Introduction
The Workers’ International League was founded at the end of 1937 in the middle of the preparations for the Second World War. Through the publications of the WIL we can see how this group of young comrades were preparing for the imminent war without making any concessions to pacifist or ambiguous positions. Their characterisation of the war as an imperialist war gave them the theoretical basis to resist the pressure of petty-bourgeois pacifism which was dominant in the ILP at that time. It also put them firmly against the CP’s “peace on Hitler’s terms”, then the complete somersault of a war of “democracy against fascism”.
The WIL, from its inception, stood out for its active agitation and propaganda, and for the efficient organisation that allowed them to produce two monthly publications, The Searchlight, then Youth For Socialism, the theoretical magazine Workers’ International News, and also many pamphlets. The WIL became the main voice of British Trotskyism and it is thanks to this small organisation that the most advanced British workers had the possibility of reading and debating the ideas put forward by Trotsky—a task that the then bigger Revolutionary Socialist League was never able to accomplish.

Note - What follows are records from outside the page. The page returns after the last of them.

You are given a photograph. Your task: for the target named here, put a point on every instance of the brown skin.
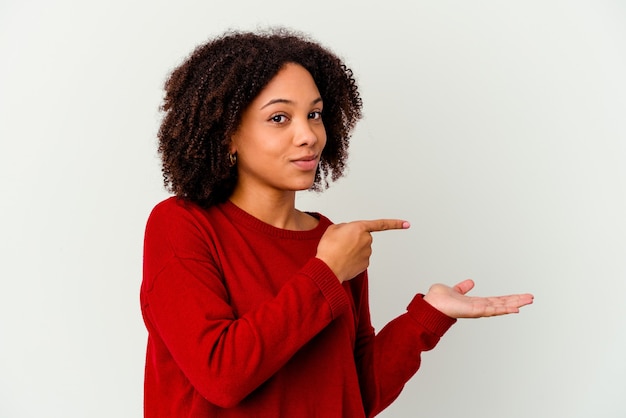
(206, 96)
(205, 100)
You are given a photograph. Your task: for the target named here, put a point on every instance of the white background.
(496, 127)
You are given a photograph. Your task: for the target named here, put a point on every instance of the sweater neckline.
(242, 217)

The documents of this section give a reduced sample of the ideological battle for the political rearmament of the movement that was taking place in such difficult conditions. We have decided to include the document produced by the WIL political bureau for the June 1938 “unification” conference of Trotskyist groups. Suffice to say that the principled position of the WIL was soon vindicated by the continuous crises of the RSL provoked by the hasty fusion of groups without a real political agreement. On these grounds, although standing as an independent organisation outside of the official section, the WIL appealed for membership to the founding congress of the Fourth International.
Ted Grant’s lead articles for Youth For Socialism provide the theoretical grounds for the future evolution of the WIL and the adoption of Trotsky’s military policy.